Similarly, it is possible to use any of the geometries more than once
per plot:
ggplot(n, aes(x = x, y = y, xend = xend, yend = yend)) +
  geom_edges(color = "grey50", alpha = 0.5) +
  geom_nodes(aes(x, y, color = family, size = 5.5 * importance), alpha = 0.5) +
  geom_nodes(aes(x, y, color = family, size = 1.5 * importance)) +
  scale_color_brewer(palette = "Set1") +
  guides(size = FALSE) +
  theme_blank()
## Warning: The `<scale>` argument of `guides()` cannot be `FALSE`. Use "none" instead as
## of ggplot2 3.3.4.
## This warning is displayed once every 8 hours.

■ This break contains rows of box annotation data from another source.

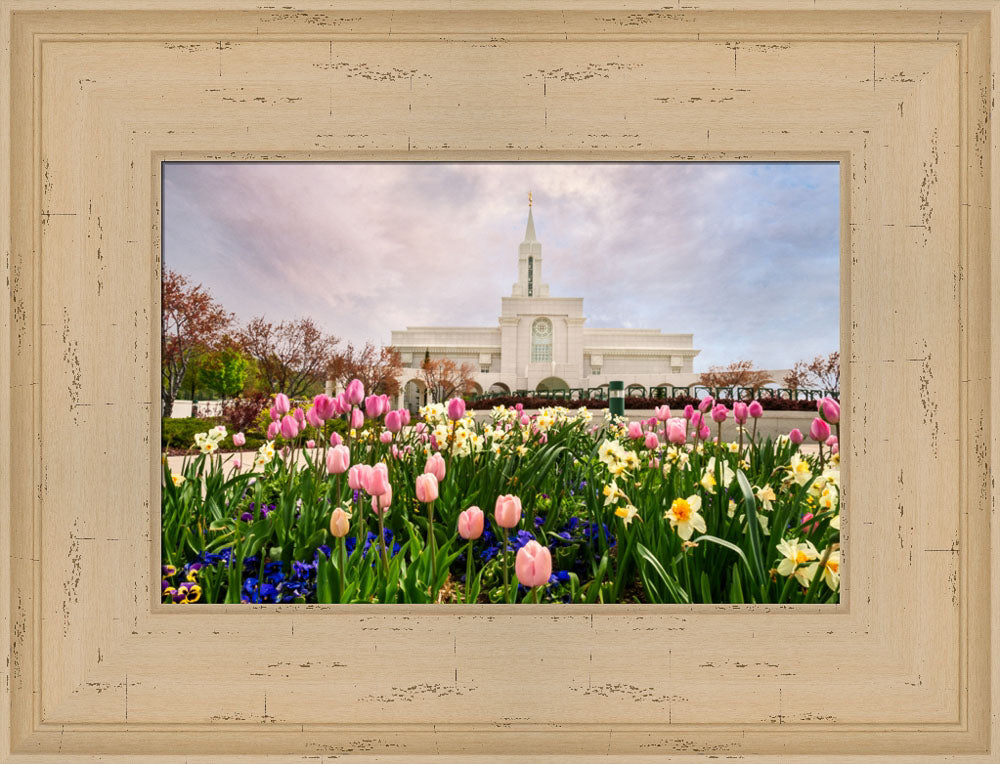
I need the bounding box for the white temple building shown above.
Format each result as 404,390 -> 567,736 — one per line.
390,201 -> 699,410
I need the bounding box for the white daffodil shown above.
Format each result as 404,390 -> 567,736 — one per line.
663,494 -> 707,541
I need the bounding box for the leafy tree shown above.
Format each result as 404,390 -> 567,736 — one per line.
327,342 -> 403,395
698,361 -> 774,393
420,358 -> 475,402
160,270 -> 233,417
198,346 -> 250,400
236,317 -> 340,398
782,350 -> 840,392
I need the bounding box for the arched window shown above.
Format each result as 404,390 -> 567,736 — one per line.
531,318 -> 552,363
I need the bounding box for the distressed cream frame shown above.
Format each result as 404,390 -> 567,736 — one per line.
0,0 -> 1000,764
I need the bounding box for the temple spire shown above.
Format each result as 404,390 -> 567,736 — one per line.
524,191 -> 538,241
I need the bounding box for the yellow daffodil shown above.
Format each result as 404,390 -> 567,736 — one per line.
663,494 -> 707,541
778,538 -> 820,586
615,504 -> 639,527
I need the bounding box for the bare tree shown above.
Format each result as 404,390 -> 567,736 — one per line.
327,342 -> 403,395
160,271 -> 233,417
420,358 -> 475,403
698,361 -> 774,393
782,350 -> 840,391
238,317 -> 339,398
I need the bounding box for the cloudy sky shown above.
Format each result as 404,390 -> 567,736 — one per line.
163,162 -> 839,371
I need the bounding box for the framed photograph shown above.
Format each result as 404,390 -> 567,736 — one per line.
0,0 -> 1000,763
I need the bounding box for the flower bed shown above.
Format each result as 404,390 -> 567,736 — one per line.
162,383 -> 840,604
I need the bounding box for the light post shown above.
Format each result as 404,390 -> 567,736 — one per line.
608,379 -> 625,417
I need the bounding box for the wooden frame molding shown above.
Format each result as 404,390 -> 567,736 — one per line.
0,0 -> 1000,764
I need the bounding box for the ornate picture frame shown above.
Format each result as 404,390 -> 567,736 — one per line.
0,0 -> 1000,762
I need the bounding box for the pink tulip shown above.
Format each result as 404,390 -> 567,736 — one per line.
326,445 -> 351,475
458,507 -> 486,541
448,398 -> 465,422
817,398 -> 840,424
274,393 -> 292,416
351,408 -> 365,430
733,401 -> 750,424
493,493 -> 521,528
361,462 -> 389,496
313,393 -> 336,421
514,540 -> 552,589
306,406 -> 323,430
281,414 -> 299,440
809,417 -> 830,443
385,411 -> 403,432
667,419 -> 687,446
416,472 -> 438,504
372,485 -> 392,515
344,379 -> 365,406
424,454 -> 445,483
347,464 -> 371,491
330,507 -> 351,539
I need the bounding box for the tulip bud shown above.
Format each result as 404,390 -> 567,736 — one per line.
493,494 -> 521,528
330,507 -> 351,539
667,419 -> 687,446
344,379 -> 365,406
733,401 -> 750,424
326,444 -> 351,475
458,507 -> 486,541
372,484 -> 392,515
281,414 -> 299,440
385,411 -> 403,432
818,398 -> 840,424
448,398 -> 465,422
351,409 -> 365,430
809,417 -> 830,443
416,472 -> 438,504
514,540 -> 552,589
424,453 -> 445,483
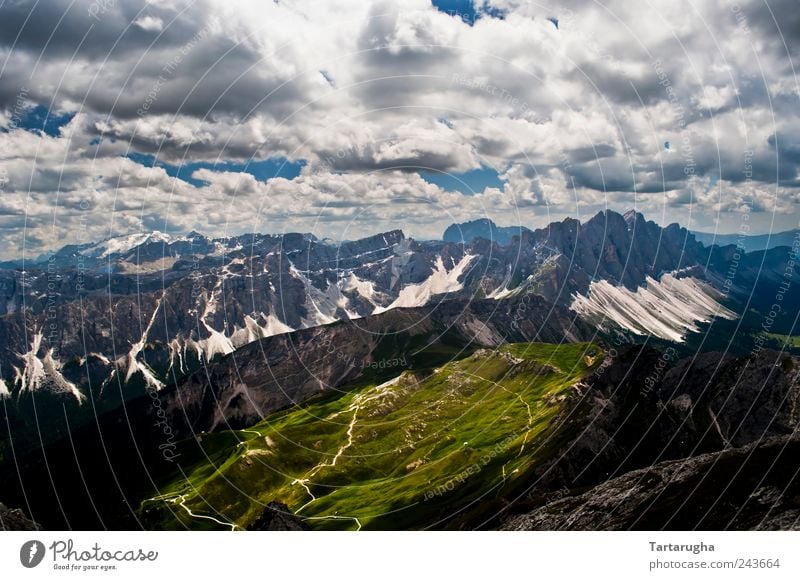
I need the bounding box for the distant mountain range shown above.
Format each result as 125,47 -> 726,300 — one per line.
0,211 -> 800,528
442,218 -> 800,252
692,229 -> 800,252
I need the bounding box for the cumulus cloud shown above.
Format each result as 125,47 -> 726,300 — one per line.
0,0 -> 800,256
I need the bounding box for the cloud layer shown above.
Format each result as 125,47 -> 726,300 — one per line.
0,0 -> 800,257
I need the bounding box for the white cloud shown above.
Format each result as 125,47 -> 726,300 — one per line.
0,0 -> 800,254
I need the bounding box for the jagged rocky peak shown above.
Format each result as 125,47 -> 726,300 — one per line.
442,218 -> 530,246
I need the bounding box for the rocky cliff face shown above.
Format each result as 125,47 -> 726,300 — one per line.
0,503 -> 41,532
503,436 -> 800,531
494,347 -> 800,529
0,211 -> 800,448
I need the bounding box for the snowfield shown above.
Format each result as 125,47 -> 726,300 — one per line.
570,274 -> 736,342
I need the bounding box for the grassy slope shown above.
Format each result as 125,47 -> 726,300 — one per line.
140,343 -> 602,529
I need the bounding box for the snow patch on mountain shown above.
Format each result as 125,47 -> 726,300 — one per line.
373,254 -> 477,314
81,231 -> 179,258
12,330 -> 86,403
570,274 -> 736,342
119,299 -> 164,391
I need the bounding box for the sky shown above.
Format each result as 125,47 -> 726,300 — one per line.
0,0 -> 800,259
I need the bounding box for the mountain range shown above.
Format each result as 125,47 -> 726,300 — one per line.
0,211 -> 800,529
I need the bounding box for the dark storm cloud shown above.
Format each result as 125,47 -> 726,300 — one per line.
733,0 -> 800,56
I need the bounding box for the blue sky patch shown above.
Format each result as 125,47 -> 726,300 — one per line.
419,167 -> 505,195
431,0 -> 504,26
5,105 -> 75,137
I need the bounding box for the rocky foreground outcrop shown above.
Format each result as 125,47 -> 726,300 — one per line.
0,503 -> 41,532
502,436 -> 800,530
247,501 -> 311,532
500,347 -> 800,530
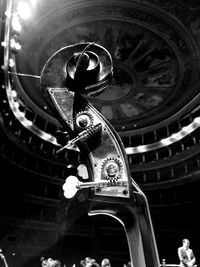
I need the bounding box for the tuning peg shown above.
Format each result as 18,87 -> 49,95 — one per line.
62,175 -> 127,199
55,130 -> 69,146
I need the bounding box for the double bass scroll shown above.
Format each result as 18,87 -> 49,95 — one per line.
41,43 -> 160,267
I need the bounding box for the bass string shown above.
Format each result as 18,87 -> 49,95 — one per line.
0,71 -> 41,79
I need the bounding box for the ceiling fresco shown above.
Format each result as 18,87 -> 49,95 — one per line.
12,1 -> 198,131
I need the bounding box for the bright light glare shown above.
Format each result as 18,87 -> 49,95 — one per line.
17,2 -> 31,19
12,14 -> 22,32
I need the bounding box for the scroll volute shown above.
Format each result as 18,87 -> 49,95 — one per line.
41,43 -> 160,267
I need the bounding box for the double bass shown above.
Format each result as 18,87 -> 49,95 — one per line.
41,42 -> 160,267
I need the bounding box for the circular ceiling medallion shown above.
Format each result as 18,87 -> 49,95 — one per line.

## Call `lifecycle::last_lifecycle_warnings()` to see where this warning was
## generated.

Last, all geoms provided by ggnetwork can be subsetted
through the data argument, just as any ggplot2
geom, and as in the example below, which draws only a subset of all node
labels:
ggplot(n, aes(x = x, y = y, xend = xend, yend = yend)) +
  geom_edges(color = "grey50", alpha = 0.5) +
  geom_nodes(aes(x, y, color = family), size = 3) +
  geom_nodelabel_repel(aes(label = vertex.names),
                       box.padding = unit(1, "lines"),
                       data = function(x) { x[ x$family == "a", ]}) +
  scale_color_brewer(palette = "Set1") +
  theme_blank()

Last printed on Feb 14, 2024, using ggnetwork version 0.5.13.